Lightweight Intrusion Detection Systems for IoT–Edge Environments: A PRISMA-ScR Systematic Review of Deployability Evidence and a Unified Assessment Framework
Аннотация
Future internet services are expected to increasingly depend on IoT–edge deployments, in which intrusion detection must operate close to constrained, heterogeneous devices rather than only in cloud or data-center environments. Although the literature focuses on many “lightweight” intrusion detection systems (IDSs), the evidence supporting deployability is uneven and often limited to accuracy-oriented benchmark results. This PRISMA-ScR review, which was cross-checked against the PRISMA 2020 reporting items, synthesizes 78 peer-reviewed studies published between January 2017 and March 2026 and evaluates how they report model compactness, data and preprocessing burden, system placement, hardware measurements, operational robustness, and reproducibility.

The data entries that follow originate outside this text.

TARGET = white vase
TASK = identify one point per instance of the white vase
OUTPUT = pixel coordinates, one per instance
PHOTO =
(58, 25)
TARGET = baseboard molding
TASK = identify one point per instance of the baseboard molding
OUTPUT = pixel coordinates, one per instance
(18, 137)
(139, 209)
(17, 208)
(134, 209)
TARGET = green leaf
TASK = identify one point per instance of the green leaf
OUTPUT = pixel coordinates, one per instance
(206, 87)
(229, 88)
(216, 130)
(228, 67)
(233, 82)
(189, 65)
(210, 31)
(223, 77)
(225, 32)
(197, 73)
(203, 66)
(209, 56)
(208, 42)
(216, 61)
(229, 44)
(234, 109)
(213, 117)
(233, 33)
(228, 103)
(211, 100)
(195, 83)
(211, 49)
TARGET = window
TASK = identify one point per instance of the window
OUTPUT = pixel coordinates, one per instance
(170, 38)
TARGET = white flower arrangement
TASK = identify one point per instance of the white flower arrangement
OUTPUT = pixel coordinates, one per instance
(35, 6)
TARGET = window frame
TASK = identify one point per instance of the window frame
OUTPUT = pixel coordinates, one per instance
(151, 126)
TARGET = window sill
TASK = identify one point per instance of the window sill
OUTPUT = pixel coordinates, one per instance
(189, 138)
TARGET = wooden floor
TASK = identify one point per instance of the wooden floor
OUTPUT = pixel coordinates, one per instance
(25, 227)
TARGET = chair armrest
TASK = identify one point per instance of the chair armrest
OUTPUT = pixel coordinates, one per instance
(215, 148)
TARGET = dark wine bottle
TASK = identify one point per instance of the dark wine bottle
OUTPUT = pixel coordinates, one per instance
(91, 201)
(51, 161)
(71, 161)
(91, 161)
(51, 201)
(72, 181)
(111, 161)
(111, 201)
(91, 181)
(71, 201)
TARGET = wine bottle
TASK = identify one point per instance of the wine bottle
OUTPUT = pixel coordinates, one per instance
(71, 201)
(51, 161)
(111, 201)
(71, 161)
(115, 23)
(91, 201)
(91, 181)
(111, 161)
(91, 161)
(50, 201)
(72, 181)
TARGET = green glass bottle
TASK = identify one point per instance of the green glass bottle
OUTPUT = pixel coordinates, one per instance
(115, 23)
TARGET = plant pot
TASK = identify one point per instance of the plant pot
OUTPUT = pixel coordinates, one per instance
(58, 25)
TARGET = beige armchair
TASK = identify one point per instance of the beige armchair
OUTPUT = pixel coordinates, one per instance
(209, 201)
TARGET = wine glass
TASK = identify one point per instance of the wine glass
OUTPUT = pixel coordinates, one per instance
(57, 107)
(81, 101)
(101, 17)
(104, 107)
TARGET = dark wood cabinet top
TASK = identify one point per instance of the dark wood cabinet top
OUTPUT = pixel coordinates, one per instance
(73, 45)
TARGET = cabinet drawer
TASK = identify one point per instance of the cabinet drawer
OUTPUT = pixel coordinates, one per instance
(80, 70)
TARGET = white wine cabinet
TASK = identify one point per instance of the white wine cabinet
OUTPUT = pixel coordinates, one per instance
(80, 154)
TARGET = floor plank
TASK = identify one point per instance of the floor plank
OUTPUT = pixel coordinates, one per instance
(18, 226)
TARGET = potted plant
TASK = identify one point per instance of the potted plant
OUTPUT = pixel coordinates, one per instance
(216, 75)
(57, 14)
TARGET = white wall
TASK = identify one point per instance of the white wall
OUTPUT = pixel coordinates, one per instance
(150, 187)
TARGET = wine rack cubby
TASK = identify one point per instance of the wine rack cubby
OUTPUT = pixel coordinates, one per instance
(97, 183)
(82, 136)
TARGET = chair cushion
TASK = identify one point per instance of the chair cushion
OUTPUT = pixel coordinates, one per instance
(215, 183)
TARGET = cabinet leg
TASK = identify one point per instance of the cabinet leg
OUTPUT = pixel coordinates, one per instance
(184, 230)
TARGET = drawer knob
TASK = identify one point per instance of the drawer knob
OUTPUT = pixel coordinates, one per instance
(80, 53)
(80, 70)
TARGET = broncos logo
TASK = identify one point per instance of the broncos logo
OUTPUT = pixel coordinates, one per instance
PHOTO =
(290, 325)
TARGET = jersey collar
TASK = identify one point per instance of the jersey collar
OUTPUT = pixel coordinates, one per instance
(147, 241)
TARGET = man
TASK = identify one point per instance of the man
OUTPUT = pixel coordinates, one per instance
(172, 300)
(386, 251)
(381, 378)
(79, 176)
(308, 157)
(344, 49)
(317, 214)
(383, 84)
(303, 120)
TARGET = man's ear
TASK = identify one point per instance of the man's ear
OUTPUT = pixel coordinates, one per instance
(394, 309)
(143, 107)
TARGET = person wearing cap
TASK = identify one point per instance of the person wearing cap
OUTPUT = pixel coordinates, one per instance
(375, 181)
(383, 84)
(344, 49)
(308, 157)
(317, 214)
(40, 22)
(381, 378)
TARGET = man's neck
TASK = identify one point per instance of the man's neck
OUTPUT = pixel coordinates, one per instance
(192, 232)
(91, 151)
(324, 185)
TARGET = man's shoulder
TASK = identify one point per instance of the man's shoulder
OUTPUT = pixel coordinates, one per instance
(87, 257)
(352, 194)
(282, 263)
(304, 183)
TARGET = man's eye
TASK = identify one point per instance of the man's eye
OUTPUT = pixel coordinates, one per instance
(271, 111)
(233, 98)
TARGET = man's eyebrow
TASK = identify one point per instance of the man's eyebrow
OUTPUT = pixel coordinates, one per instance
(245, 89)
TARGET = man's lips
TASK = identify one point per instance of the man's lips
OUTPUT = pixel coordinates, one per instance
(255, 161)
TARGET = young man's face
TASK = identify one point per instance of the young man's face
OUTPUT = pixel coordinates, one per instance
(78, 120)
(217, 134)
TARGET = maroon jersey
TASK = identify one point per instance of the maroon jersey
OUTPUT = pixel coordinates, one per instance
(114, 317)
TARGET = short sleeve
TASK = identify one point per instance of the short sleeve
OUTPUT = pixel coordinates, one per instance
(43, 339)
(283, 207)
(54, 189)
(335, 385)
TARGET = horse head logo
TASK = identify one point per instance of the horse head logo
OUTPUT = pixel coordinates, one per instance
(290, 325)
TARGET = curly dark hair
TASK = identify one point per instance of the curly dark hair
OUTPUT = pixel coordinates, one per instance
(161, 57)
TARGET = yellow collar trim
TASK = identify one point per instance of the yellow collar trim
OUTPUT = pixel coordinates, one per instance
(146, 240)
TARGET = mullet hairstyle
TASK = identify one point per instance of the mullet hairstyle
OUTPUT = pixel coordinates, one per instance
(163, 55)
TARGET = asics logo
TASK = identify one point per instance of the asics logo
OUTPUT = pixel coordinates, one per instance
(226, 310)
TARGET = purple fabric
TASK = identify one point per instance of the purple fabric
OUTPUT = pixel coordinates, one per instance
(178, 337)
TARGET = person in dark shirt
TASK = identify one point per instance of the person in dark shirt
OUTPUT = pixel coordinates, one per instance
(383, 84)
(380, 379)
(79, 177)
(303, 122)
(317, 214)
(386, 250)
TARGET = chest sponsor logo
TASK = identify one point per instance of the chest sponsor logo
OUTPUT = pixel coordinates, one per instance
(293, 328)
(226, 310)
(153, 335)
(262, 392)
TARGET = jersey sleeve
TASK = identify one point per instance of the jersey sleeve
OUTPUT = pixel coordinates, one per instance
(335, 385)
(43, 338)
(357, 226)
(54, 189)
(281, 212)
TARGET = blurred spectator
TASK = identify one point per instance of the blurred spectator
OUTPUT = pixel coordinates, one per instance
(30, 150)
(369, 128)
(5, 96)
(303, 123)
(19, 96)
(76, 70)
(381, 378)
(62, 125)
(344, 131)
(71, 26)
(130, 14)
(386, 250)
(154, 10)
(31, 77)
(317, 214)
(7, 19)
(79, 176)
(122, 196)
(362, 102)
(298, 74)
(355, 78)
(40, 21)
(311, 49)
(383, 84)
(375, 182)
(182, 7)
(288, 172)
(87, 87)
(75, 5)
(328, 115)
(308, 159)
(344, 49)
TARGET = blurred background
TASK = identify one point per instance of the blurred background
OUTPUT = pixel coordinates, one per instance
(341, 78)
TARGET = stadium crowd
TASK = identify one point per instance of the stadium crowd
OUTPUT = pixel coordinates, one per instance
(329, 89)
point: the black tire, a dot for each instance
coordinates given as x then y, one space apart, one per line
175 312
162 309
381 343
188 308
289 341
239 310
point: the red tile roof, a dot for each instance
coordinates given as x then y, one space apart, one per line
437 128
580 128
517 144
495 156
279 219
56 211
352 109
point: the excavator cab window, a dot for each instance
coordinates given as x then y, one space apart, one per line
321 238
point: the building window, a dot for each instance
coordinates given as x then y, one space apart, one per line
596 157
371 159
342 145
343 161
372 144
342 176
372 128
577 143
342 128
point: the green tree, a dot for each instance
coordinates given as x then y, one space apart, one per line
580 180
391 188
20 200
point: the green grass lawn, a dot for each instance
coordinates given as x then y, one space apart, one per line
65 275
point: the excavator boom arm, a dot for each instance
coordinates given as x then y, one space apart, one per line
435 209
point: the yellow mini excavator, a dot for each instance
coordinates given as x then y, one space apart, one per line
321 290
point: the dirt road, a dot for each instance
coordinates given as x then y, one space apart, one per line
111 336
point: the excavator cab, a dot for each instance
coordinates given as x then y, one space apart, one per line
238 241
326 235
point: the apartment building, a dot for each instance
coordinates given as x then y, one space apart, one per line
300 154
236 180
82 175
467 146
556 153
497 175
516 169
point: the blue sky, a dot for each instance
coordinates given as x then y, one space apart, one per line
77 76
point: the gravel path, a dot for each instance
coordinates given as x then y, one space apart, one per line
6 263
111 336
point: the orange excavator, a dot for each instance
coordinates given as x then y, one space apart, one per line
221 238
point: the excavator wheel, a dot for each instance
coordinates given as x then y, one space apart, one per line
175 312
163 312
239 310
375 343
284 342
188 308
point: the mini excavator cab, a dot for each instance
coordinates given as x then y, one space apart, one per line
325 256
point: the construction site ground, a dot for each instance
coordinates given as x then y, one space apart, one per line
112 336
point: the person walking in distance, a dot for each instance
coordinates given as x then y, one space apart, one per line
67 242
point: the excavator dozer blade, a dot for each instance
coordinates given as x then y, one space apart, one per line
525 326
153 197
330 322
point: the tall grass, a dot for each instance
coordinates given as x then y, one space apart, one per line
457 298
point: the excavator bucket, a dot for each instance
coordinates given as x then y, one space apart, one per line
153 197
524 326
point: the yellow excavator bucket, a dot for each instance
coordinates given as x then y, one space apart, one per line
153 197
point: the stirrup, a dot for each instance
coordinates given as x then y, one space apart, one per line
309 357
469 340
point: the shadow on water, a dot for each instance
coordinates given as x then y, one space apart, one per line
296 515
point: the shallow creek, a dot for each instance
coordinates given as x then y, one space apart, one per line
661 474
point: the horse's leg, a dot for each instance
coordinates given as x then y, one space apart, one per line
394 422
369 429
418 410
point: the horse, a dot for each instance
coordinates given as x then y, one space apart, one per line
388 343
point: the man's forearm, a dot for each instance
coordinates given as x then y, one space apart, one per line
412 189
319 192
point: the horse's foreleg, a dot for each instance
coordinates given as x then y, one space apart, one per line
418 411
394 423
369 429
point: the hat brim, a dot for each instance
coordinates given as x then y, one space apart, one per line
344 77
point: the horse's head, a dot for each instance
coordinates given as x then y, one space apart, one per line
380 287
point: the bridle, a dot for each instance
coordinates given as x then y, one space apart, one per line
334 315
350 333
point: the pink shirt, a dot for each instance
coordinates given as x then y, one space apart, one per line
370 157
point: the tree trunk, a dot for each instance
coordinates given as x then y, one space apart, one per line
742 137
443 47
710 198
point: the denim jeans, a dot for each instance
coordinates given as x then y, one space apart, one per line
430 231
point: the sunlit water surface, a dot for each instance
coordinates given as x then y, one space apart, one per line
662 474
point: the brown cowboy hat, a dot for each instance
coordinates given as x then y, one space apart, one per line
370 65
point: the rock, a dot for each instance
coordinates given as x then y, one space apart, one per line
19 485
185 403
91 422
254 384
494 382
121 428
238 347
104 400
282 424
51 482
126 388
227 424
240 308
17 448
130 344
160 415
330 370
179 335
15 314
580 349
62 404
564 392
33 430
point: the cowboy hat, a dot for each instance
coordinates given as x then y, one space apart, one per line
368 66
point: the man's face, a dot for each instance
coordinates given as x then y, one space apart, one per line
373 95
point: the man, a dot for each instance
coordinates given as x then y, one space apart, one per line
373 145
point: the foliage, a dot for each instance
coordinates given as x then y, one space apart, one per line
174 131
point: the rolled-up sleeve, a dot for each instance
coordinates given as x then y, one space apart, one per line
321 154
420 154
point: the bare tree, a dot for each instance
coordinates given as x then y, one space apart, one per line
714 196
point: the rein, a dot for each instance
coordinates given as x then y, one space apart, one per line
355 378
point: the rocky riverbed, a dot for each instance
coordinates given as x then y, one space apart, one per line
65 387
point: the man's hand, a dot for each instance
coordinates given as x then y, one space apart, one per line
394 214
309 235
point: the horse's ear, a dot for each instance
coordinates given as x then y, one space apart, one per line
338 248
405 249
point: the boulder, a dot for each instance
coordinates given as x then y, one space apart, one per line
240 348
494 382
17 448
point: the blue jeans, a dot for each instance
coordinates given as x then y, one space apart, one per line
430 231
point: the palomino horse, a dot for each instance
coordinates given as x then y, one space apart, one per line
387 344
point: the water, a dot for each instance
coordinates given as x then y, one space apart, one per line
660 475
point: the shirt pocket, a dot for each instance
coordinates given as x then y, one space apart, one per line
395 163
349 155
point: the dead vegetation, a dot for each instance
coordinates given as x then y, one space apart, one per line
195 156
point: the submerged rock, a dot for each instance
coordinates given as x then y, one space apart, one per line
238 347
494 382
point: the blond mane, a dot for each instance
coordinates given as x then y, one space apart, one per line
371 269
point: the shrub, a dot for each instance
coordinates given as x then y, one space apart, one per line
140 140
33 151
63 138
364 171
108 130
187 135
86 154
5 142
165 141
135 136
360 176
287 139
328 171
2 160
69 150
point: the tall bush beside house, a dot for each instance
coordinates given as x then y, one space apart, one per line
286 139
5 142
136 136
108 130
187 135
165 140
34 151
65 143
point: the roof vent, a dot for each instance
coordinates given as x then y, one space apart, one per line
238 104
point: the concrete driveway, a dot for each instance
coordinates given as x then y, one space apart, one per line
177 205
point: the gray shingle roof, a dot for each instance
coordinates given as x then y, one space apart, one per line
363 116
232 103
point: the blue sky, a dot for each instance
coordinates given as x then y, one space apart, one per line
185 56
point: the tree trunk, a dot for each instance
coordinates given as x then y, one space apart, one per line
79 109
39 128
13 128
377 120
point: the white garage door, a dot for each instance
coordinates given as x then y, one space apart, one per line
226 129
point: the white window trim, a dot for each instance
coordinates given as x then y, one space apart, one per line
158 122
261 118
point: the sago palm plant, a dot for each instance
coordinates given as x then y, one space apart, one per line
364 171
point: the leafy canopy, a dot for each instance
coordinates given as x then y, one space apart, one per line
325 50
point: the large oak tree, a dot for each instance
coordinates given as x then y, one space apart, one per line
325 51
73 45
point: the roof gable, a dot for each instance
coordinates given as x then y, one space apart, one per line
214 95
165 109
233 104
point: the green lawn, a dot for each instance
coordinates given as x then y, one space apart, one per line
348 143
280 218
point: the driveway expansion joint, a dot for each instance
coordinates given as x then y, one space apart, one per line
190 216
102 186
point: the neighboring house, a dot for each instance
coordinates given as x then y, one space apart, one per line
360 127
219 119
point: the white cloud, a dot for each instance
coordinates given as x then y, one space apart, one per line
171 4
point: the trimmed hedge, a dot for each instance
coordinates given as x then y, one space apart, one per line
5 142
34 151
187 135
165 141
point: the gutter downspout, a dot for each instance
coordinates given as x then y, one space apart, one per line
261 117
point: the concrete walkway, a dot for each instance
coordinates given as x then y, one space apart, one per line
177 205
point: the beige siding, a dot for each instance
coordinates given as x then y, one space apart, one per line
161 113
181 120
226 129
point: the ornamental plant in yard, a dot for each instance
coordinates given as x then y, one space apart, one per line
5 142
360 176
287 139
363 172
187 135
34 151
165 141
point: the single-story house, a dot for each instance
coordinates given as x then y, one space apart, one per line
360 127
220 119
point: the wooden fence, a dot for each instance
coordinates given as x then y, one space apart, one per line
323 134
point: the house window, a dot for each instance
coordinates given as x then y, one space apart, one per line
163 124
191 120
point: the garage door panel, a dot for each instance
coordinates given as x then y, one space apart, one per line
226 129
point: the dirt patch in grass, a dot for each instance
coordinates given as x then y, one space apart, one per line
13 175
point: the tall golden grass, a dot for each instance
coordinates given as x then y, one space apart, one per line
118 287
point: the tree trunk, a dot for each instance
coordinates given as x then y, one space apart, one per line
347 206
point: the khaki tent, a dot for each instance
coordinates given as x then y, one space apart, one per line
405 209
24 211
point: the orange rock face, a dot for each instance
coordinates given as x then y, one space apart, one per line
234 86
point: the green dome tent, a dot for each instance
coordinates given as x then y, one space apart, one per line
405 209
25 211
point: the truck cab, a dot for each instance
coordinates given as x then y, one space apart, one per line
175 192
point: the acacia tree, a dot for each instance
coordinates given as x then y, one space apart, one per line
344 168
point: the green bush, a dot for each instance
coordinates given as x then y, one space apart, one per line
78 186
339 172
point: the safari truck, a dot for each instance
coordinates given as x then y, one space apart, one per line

The reviewers independently screened 1162 deduplicated records and charted the included studies. This review found that architectural compactness is commonly reported, whereas target device latency, runtime memory, measured power or energy, zero-day evaluation, time-aware splitting, and device shift validation remain inconsistent. To make these gaps auditable, this study introduces a five-dimensional deployability framework using log-scale normalization, bounded benefit coding, completeness penalties, scorer agreement checks, and scenario-based sensitivity analysis. The results show that no IDS family dominates across all deployment scenarios: rankings change when hardware constraints or operational robustness receive priority. This review concludes with a benchmark blueprint, reporting protocol, completed PRISMA checklist, and research agenda for deployment-grade IoT–edge IDS studies.